In this letter, Claire explained everything, the names of the women, what they had endured and why she had everything risked to preserve these documents. “These women have never had of voice”, she wrote. “So, I am became their voice. And now I please don’t let them down into oblivion.” Mercier published the story in 1974 causing a shock wave in France.

The survivors from Shirmeek, rare, very rare, began to testify, to tell. And for the first time, the world heard of the act of the silent pain of these women who had suffered, resisted and survived against all probability. Claire Duret died in 1989, at the age of 74 in a small house in Lyon. Étienne was at his bedside.

She dedicated the last years of his life giving conferences in schools, to write articles, to ensure that the story of his women will never be erased and still today. The registers of Claire are kept at the museum of resistance in Strasbourg. In a silent window, under a light sifted, yellowed leaves tell a story that no official manual never told.

that of women ordinary people who faced the unspeakable and who, even in the most pain deep, found the strength to resist. “It hurts me when I sit down”, wrote one of them on a piece of paper, “But I am still standing and they are, all standing in memory, in history never. There are stories that end but never end really.

” Because when someone as Claire writes the truth with her own pain, this story ends to belong to the past. She becomes the ours to all. What you come to hear is not just a story of war. It’s a reminder of how far the human being can go, in the cruelty as in courage. And perhaps the most important thing is not what they did, but what they managed to preserve dignity, even when everything sought to destroy her.
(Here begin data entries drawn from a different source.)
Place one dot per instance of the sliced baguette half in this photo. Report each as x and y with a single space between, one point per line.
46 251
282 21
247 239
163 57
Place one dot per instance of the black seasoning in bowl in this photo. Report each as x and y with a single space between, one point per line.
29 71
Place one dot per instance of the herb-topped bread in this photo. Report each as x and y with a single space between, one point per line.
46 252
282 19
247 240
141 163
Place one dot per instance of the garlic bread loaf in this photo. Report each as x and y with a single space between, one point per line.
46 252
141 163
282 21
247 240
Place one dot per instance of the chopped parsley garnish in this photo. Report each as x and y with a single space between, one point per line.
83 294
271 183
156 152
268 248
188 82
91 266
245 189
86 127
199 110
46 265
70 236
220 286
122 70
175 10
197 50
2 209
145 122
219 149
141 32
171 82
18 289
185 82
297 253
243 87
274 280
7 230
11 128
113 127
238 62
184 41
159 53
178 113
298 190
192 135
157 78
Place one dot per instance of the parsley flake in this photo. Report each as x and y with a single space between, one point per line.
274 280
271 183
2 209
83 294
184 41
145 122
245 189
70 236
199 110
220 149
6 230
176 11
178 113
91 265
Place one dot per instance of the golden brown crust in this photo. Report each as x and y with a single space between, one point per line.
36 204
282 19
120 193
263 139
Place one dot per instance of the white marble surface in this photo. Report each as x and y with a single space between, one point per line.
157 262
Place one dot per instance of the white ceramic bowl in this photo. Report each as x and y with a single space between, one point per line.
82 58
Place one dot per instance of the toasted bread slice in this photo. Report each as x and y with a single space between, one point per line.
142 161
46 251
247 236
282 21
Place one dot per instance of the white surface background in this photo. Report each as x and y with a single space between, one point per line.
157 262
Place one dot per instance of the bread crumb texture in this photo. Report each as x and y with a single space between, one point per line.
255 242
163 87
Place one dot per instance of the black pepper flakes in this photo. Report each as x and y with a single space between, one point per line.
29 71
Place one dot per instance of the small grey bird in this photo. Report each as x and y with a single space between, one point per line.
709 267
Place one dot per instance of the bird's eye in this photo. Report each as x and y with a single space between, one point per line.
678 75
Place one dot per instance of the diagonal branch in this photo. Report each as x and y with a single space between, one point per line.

If this story touched you, if at one moment you felt angry, sadness or admiration, take a moment to write a comment. Say what you got learned clearly. Every word left here is a way to continue what she has started. Prevent the pain of these women fall into oblivion. The words that you write today are part of the same testimony that she risked her life to transmit.

Because this memory and shared is an act of resistance. And this is how memory survives. If you believe that stories like this must continue to be told, if you think the world must know what the silence wanted delete, subscribe to the channel. It’s your way of saying. Me too, I will not forget. Each subscription, every message is more than just one gesture.

It is a living tribute to Claire, to Marguerite, to Anne, to Louise, to all those who suffered and resisted. And thanks to those who listen, who write, who remember, she still remains standing today.